Dr. Dayie, a native of Ghana, received his undergraduate degree from Hamilton College in Upstate New York. He completed a Ph.D. in Biophysics at Harvard and postdoctoral fellowships at MIT and at the Scripps Research Institute. He was an adjunct at Kent State and Case Western Universities (simultaneously!) before joining the faculty at the University of Maryland in 2008.

Although RNA is traditionally thought of only as an intermediate between genes (encoded in DNA) and their protein products, protein-coding genes make up a very small fraction of the human genome. It was thought that the majority of the genome was “junk DNA,” coding for RNAs that didn’t produce any protein and were degraded. Increasingly, however, it is becoming clear that non-coding RNAs themselves can serve important structural and functional roles in the cell. For instance, the spliceosome is composed of several non-coding RNAs bound together with proteins.

In bacteria, some non-coding RNAs act as riboswitches, which are metabolite sensors/regulators. A cell producing some protein product of a gene (a metabolite) needs a mechanism to shut off expression of the gene once concentration of the metabolite gets too high. Riboswitches do that: when the concentration of their metabolite builds up, it will bind to the riboswitch RNA and cause it to change shape. In its metabolite-bound form, the riboswitch blocks the mRNA for the metabolite-producing gene from being translated. Thus, metabolite levels will begin to drop again.

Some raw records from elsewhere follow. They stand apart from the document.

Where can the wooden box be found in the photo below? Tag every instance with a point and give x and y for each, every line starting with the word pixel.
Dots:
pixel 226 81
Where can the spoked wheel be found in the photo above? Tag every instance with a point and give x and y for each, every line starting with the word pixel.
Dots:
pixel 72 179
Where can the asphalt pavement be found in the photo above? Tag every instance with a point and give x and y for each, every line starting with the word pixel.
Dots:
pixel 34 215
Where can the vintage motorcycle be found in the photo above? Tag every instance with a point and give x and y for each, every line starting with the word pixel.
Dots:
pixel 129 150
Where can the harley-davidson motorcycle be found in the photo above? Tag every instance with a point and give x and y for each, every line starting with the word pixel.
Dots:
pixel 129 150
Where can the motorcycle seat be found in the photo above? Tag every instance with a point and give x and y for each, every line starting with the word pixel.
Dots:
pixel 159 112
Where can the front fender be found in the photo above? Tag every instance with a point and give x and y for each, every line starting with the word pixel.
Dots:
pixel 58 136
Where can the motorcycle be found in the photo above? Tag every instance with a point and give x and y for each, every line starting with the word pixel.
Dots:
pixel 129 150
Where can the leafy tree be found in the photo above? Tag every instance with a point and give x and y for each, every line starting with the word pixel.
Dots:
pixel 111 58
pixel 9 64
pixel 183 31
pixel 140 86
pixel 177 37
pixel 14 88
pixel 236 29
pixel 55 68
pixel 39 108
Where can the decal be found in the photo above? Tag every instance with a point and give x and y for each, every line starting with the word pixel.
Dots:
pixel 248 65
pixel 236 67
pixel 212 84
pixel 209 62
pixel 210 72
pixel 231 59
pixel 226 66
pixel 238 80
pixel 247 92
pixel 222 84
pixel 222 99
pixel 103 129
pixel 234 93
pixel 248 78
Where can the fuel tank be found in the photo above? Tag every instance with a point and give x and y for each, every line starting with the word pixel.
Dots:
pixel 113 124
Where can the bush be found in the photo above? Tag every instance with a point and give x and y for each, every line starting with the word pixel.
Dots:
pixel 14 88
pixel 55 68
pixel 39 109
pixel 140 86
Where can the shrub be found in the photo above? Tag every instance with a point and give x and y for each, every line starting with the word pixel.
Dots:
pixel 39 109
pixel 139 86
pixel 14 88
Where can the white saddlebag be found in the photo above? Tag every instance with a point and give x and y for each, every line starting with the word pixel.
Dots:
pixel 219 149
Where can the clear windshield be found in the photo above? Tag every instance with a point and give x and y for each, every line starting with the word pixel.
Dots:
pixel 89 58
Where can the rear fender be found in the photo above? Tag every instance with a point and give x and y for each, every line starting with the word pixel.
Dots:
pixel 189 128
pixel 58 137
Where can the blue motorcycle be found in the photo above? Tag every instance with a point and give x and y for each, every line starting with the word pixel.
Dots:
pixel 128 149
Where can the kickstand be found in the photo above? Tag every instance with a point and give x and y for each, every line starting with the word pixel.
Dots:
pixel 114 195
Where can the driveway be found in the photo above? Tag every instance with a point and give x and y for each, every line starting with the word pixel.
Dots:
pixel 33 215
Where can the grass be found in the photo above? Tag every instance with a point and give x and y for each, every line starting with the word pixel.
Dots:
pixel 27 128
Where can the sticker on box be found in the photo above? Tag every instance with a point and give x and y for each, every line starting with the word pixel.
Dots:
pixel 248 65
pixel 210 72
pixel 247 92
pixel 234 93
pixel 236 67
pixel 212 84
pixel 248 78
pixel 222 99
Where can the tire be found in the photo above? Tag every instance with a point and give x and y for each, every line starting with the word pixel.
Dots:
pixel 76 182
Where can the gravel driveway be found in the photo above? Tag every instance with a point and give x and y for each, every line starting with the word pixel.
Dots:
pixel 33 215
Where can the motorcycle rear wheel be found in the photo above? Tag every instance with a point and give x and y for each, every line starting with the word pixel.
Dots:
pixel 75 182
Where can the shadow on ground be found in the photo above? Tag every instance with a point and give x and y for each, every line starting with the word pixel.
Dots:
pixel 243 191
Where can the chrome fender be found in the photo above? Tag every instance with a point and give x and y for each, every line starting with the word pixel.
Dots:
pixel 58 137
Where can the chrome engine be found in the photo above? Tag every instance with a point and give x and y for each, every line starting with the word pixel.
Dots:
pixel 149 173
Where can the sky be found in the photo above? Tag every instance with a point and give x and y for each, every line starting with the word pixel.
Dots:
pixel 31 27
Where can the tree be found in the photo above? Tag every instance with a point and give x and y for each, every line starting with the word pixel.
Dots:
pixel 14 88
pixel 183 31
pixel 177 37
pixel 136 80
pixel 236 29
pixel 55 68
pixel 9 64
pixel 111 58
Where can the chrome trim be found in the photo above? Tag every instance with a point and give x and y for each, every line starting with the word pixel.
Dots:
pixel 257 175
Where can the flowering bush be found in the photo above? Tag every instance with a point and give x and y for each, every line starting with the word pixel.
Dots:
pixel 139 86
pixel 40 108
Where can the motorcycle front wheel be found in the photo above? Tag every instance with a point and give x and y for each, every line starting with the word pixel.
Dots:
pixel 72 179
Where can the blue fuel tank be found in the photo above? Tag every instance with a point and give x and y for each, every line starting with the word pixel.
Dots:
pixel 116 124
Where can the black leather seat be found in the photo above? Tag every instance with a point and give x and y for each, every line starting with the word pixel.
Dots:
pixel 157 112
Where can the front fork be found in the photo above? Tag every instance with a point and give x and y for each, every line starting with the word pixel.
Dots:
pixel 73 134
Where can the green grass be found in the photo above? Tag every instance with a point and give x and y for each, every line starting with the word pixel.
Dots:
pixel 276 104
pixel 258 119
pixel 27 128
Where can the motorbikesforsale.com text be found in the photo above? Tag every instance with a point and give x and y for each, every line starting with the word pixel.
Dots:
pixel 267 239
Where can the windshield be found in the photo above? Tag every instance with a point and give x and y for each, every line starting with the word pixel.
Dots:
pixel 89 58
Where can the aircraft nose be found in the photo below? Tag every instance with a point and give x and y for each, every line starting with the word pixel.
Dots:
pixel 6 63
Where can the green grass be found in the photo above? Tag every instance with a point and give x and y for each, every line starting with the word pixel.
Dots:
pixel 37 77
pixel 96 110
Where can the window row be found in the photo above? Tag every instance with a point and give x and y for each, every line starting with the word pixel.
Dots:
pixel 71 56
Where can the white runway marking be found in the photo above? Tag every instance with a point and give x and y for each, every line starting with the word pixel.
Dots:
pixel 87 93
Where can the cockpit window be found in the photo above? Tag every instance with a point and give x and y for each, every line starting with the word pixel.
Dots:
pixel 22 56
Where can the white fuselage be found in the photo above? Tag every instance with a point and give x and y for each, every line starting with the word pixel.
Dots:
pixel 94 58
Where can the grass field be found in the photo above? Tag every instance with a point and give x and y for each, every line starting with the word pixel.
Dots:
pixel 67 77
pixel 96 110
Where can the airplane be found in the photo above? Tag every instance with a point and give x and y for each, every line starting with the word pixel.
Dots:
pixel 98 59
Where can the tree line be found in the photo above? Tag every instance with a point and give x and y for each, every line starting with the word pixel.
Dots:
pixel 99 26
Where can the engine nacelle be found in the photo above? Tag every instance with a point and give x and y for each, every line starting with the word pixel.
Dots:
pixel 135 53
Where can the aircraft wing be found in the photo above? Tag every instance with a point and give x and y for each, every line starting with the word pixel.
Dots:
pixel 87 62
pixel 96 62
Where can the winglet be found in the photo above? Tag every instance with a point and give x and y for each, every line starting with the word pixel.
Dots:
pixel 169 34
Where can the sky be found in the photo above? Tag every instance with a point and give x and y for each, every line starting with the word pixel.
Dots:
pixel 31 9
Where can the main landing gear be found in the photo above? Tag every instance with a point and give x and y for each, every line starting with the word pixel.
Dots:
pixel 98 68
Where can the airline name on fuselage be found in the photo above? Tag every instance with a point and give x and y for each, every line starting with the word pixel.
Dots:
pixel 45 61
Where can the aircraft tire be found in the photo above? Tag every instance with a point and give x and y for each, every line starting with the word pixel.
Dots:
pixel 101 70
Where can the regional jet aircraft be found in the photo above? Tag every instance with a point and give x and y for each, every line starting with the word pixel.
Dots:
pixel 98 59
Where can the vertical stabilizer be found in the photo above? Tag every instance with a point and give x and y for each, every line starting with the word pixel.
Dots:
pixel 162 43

In a recent paper, Dr. Dayie and colleagues investigated a riboswitch called the SAM-II riboswitch, which regulates an essential metabolite (S-adenosyl methionine, SAM). Specifically, they were interested in what happens when magnesium binds to the SAM-II ribsowitch when SAM is not present. Using computer simulations (based on experimental data), they show that magnesium helps to “pre-organize” the riboswitch, pulling it into a more compact conformation. Without this compaction, the two halves of the SAM-binding site are too far apart to stably bind SAM. This research helps to underscore the importance of metal ions in stabilizing riboswitches, which is useful for synthetic biologists, who are attempting to manipulate them to change bacterial gene expression.